The mad scientist is at it again... Some of you remember me. Some of you have no idea who I am. I've been around for a while and since then I've dove the depths of AI in order to learn. I've expanded my knowledge into many fields of AI, advanced mathematics, advanced symbolic theory, and more.

What is a subject bucket?

Say you have 50 images all with a potato, and 25 of them are on a table.

You now have 2 buckets. ["potato", "table"]. It's much more complex than this, as each is grouped into trees of complexity and then collapsed or expanded based on what is what, what is where, and so on.

By preparing the VLM system using my particular finetune of VLM, you get access to a simple converter or a simple prompter. It's not the best mind you, 0.8b isn't very smart and the training is limited to mostly what the model already knew, but it definitely works.

Why?

It PROVIDES a DIRECT anchor to a topic. Something MOST diffusion models lack. You don't have to take my word for it, play with the prototypes.

The current prototypes

https://civitai.red/models/2639332/bigliminal-json

Even without subject bucketing the model manages to retain Anima control using the bigliminal dataset for 4-5 epochs, roughly 1000 images JSON trained.

These aren't using subject bucketing, as the structure for a much larger system WILL REQUIRE multi-concept.

JSON data

https://huggingface.co/AbstractPhil/Qwen3.5-0.8B-json-captioner

Using my trained version of QWEN I have produced a great deal of data at 1024x1024 extracted from qwen.

Data Type

QWEN-image lightning extractions, 90,000 of them give or take. The model ought to learn some real data and differentiation capacity.

Catalyst; LORA

Standard lora will be enough for this one. Nothing special required.

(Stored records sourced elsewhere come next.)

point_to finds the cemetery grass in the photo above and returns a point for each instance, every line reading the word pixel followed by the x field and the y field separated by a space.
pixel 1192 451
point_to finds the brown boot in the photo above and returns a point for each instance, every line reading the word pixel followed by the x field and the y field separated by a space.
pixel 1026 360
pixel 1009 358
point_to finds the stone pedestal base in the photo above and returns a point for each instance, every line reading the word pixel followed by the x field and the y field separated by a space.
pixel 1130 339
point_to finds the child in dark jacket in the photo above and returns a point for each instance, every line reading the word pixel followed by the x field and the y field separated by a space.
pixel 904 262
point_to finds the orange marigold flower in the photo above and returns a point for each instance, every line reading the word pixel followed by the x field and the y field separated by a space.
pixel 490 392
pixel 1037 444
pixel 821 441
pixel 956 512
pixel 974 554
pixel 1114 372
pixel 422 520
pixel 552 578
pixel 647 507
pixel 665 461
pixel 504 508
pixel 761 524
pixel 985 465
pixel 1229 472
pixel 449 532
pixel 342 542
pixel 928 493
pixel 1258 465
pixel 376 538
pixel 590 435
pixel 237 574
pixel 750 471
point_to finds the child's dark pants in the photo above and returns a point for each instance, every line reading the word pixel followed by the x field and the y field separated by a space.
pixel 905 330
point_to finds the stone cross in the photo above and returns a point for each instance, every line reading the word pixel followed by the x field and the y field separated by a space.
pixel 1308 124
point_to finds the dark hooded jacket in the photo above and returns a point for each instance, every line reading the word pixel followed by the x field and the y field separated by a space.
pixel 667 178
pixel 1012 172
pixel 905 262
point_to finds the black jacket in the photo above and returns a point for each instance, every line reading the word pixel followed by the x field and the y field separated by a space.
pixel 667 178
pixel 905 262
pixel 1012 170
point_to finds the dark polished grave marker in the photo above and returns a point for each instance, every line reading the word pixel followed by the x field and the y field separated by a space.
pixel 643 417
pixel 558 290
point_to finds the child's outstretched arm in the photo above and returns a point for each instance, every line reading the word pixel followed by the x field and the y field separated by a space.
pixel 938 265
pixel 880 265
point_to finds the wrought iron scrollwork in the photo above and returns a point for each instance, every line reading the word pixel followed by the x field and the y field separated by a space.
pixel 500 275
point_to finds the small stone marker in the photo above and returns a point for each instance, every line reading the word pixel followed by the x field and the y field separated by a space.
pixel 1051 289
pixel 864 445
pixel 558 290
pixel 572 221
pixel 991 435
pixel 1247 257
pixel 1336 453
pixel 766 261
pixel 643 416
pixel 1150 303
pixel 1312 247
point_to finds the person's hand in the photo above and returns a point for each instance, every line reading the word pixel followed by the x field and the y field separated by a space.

With this model I made this dataset

We'll be training 1000 images from the qwen 90k set as a preliminary.

https://huggingface.co/datasets/AbstractPhil/diffusion-pretrain-set-ft1

The process

2 pass, first we run the VLM prepared JSON and then the ANIMETIMM prepared JSON.

VLM Data

The VLM itself is quite non-intelligent, qwen 3.5 0.8b isn't the most intelligent model. I think it's score is roughly 4 on the benchmark, while many 4b models are 12 - which doesn't inspire confidence in terms of standard benchmarking.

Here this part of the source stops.